Removing “Technical” Obstacles to Surveillance
Article audio sponsored by The John Birch Society

Buried in an otherwise innocuous-appearing article in the New York Times about wiretapping was this chilling sentence: “The issue [of surveillance of individuals by law enforcement agencies] has added importance because [these technologies] developed by the United States to hunt for terrorists and drug traffickers can also be used by repressive regimes to hunt for political dissidents” [emphasis added].

Under the Communications Assistance to Law Enforcement Act passed in 1994, telephone and broadband companies are required to allow law enforcement agencies to conduct surveillance of a “target” immediately. But with the advancement of technology, obstacles to conduct wiretaps and other such surveillance have delayed their efforts, sometimes for months. In one case cited, a communications carrier was unable to complete over 100 wiretap orders because of delays in modifying its ever-changing technologies.

John Whitehead, founder and president of The Rutherford Institute, wrote that such “technology has become our Frankenstein’s monster. Delighted with technology’s conveniences…we have given it free rein in our lives, with little thought to the legal or moral ramifications of doing so." He says that because of citizens’ enthusiasm for Global Positioning System (GPS) devices for their convenience so that “we never get lost, never lose our loved ones and never lose our wireless signals, we are also making it possible for the government to never lose sight of us, as well.”

In a case decided in January in the Ninth Circuit Court of Appeals, United States v. Pineda-Moreno, efforts to track and follow the defendant by attaching a mobile tracking device to the undercarriage of his vehicle were found not to violate his Fourth Amendment rights to unreasonable searches and seizures.
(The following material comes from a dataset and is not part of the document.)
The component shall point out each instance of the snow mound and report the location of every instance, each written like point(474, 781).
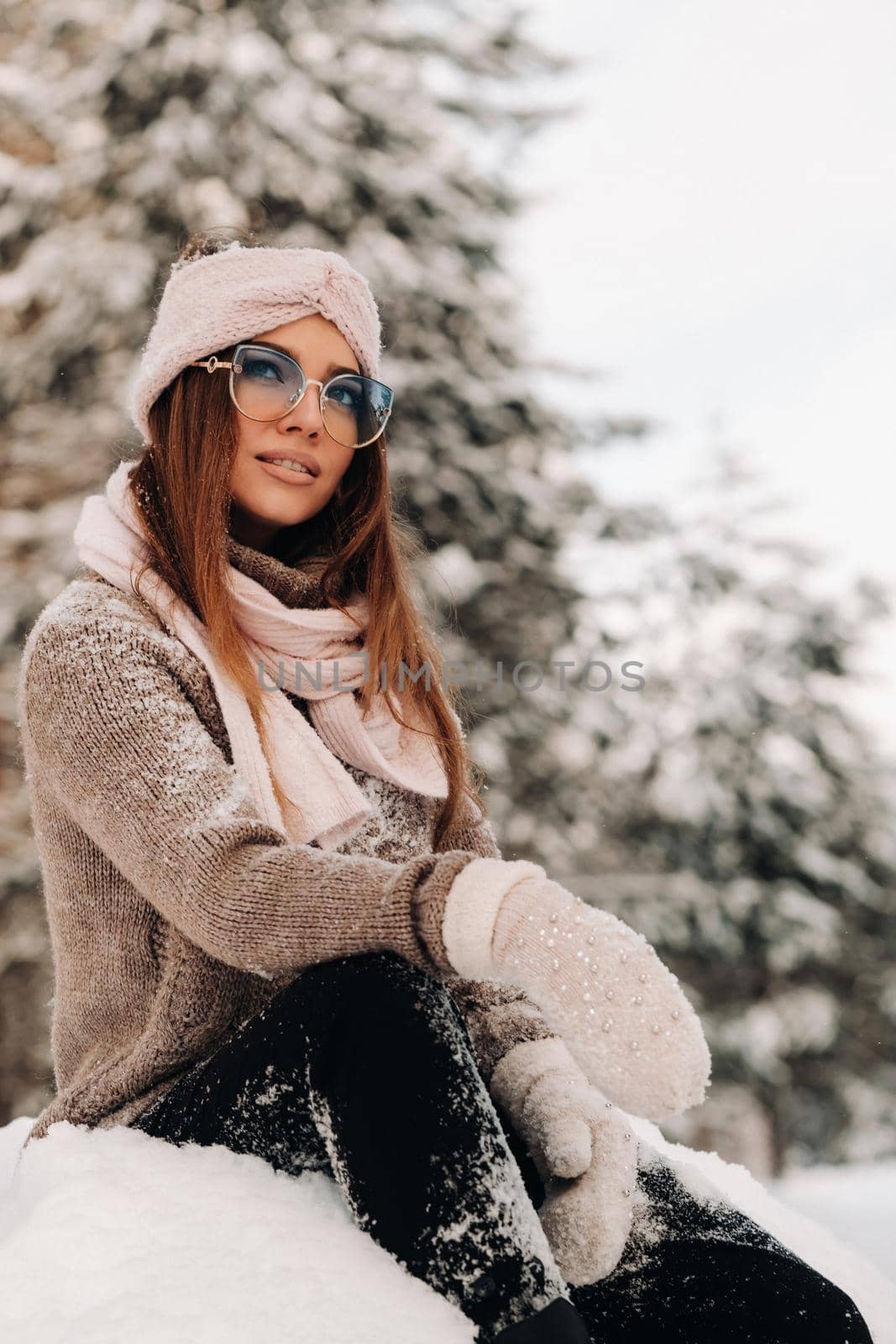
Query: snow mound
point(112, 1234)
Law enforcement agents used various types of mobile-tracking devices, about the size of a bar of soap, magnetized in order to be attached underneath his car. According to the decision, “Once in place, the tracking devices recorded and logged the precise movements of [his] vehicle.” The court concluded that such activities “did not violate [his] Fourth Amendment rights by affixing the mobile tracking devices to the underside of his Jeep while it was parked … in his driveway, which is ‘only a semi-private area’ [or] while it was parked on a public street and parking lot — areas where Pineda-Moreno can assert no reasonable expectations of privacy.”

The case was decided 3-2 with Chief Judge Alex Kozinski dissenting strongly:

Our court now proceeds to dismantle the zone of privacy we enjoy in the home…and in public. The needs of law enforcement, to which my colleagues seem inclined to refuse nothing, are quickly making personal privacy a distant memory….

The facts are disturbingly simple: Police snuck [sic] onto Pineda-Moreno’s property in the dead of night and attached a GPS tracking device to the underside of his car. The device continuously recorded the car’s location, allowing police to monitor all of Pineda-Moreno’s movements without the need for visual surveillance. The panel holds that none of this implicates the Fourth Amendment….

After concluding that entering onto Pineda-Moreno’s property and attaching a tracking device to his car required no warrant, probable cause, founded suspicion or by-your-leave from the homeowner, the panel holds that downloading the data from the GPS device, which gave police the precise locus of all of Pineda-Moreno’s movements, also was not a search, and so police can do it to anybody, anytime they feel like it….

I don’t think that most people in the United States would agree with the panel that someone who leaves his car parked in his driveway outside the door of his home invites people to crawl under it and attach a device that will track the vehicle’s every movement and transmit that information to total strangers. There is something creepy and un-American about such clandestine and underhanded behavior. To those of us who have lived under a totalitarian regime, there is an eerie feeling of déjà vu.

Articles like that from the New York Times mask what’s really going on. As Benjamin Franklin noted, “Those who would give up essential liberty to purchase a little temporary safety deserve neither liberty nor safety.”

What’s worse is the giving up of essential liberty for the sake of convenience.